My prized subscription, my only subscription to a printed thing – and I’m what? A glitch in the operation? A bug in the system? A ghost in the machine?
This is a computerized universe. We are a data-driven society. Marketers can tell when your stomach is growling or when you are leaning more Democrat — and swiftly rectify the course of things with ads uniquely chosen for your predicament. To say we are living our authentic lives today means that we are jogging beside a digital stream that knows our every need, predicts our every whim — and responds accordingly.
Usually, an alert arrives well before a subscription expires. Most offer automatic renewal if you choose to take no further action. My online newspaper subscriptions work like that. Convenient, timely, and seamless.
I am not the most conscientious bookkeeper when it comes to my bank accounts. Most times I don’t even think about it. The pension and Social Security come in and the bills get paid. If there is anything left, that is gravy.
I don’t recall an expiration or renewal notice from the New Yorker‘s data grinders. That would have gotten my attention.
Recently, The New Yorker did send me a rejection letter for an essay that I wrote for the magazine’s Shouts & Murmurs section. I sent it in about six months ago and they did warn me that the backlog was horrific. (Ie: “Don’t hold your breath.”)
It was my first New Yorker rejection and didn’t hurt nearly as much as I thought it might. It wasn’t even an, um, existential crisis.
I actually felt at the time that the humor in my essay was more topically in tune with David Egger’s McSweeney’s magazine. I had a momentary dream of submitting to both, having both simultaneously accept the article, setting off a fierce bidding war that resulted in publicity to all the right people and a three-book publishing contract with an embarrassingly frothy advance.
Instead, I thought, let’s give the New Yorker a chance. It was, after all, my first love, in a literary sense.
So, months after submitting, and forgetting like a furtive one-night stand, I found out that I wasn’t ghosted. I was rejected.
In fact, it felt pretty good. How many people can say they got turned down by The New Yorker?
Real answer: Lots. And often.
Getting published follows the same rules as winning the lottery. You have to buy a ticket to win. And most likely, you’ll need to buy lots and lots of tickets before you get a winner.
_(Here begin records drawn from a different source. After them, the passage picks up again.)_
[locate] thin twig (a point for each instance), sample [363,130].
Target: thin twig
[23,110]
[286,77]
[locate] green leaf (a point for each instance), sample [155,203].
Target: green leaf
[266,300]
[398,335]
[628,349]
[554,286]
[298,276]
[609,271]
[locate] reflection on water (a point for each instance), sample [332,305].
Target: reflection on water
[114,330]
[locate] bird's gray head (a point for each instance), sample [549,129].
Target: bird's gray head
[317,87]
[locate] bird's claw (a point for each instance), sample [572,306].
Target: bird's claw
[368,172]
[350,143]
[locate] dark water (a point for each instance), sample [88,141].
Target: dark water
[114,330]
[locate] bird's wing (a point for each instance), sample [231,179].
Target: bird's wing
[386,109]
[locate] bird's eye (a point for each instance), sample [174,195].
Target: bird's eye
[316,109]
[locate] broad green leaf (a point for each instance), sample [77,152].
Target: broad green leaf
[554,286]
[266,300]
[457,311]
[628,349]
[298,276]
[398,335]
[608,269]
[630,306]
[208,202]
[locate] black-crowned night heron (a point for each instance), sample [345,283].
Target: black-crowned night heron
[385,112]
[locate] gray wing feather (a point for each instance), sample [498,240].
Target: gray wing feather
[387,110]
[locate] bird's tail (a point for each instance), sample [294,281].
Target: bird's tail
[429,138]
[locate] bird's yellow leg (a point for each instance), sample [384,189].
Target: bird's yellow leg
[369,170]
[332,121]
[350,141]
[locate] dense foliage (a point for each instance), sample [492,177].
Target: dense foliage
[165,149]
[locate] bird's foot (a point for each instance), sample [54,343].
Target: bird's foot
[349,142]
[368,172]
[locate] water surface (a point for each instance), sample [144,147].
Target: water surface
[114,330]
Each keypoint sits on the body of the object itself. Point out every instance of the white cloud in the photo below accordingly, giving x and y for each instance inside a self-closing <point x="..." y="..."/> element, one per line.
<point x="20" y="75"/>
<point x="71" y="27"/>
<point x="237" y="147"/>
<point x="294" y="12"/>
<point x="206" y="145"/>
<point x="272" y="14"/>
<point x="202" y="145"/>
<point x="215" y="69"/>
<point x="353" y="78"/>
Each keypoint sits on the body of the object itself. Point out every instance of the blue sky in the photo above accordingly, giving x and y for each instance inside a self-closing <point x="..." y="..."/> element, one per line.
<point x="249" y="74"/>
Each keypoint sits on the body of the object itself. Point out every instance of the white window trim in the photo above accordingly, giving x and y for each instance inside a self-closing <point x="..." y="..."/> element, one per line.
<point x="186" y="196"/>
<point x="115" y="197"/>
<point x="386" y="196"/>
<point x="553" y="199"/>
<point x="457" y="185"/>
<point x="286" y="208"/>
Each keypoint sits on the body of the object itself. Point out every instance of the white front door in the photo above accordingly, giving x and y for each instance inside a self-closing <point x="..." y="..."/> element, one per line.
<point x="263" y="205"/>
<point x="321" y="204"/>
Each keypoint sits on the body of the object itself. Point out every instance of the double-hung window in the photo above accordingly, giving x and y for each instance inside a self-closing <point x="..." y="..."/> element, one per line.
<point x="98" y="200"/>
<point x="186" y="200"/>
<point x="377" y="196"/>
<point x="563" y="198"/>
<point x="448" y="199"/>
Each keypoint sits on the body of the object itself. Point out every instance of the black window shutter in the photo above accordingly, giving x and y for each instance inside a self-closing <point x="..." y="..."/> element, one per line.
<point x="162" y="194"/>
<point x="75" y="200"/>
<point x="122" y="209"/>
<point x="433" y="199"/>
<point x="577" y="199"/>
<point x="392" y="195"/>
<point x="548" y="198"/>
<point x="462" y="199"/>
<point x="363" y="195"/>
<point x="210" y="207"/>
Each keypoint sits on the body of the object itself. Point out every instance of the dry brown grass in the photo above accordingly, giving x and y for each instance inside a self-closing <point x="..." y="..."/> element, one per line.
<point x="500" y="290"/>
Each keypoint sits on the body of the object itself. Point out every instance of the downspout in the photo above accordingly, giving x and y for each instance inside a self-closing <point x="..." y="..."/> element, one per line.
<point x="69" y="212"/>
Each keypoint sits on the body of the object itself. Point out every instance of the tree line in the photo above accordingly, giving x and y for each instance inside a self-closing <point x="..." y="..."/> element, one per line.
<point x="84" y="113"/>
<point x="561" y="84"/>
Many writers are rejected dozens of times before a submission is accepted for publication. The magazine is that good. Cartoonists have it even worse. They can be rejected 30 or 50 times before making it into the magazine, although I believe the cartoon department is set up to more quickly reject a submission than other sections of the magazine.
I don’t really think I’m New Yorker material as a writer but you never know.
The trouble is, I’m in the Grandma Moses phase of my literary life. (Look it up, kids.) I don’t know how much is left in the tank and how much of it is worthy of rejection by prestige publications.
By now you might be thinking, “This is all well and good, Bob, but I think you are avoiding the existential crisis that initiated this essay.”
And you are right.
And I don’t know what to do.
I feel like I should submit this to “The Ethicist” column in the Sunday New York Times.
But wait. I’d better check and see if my NYT subscription is up to date.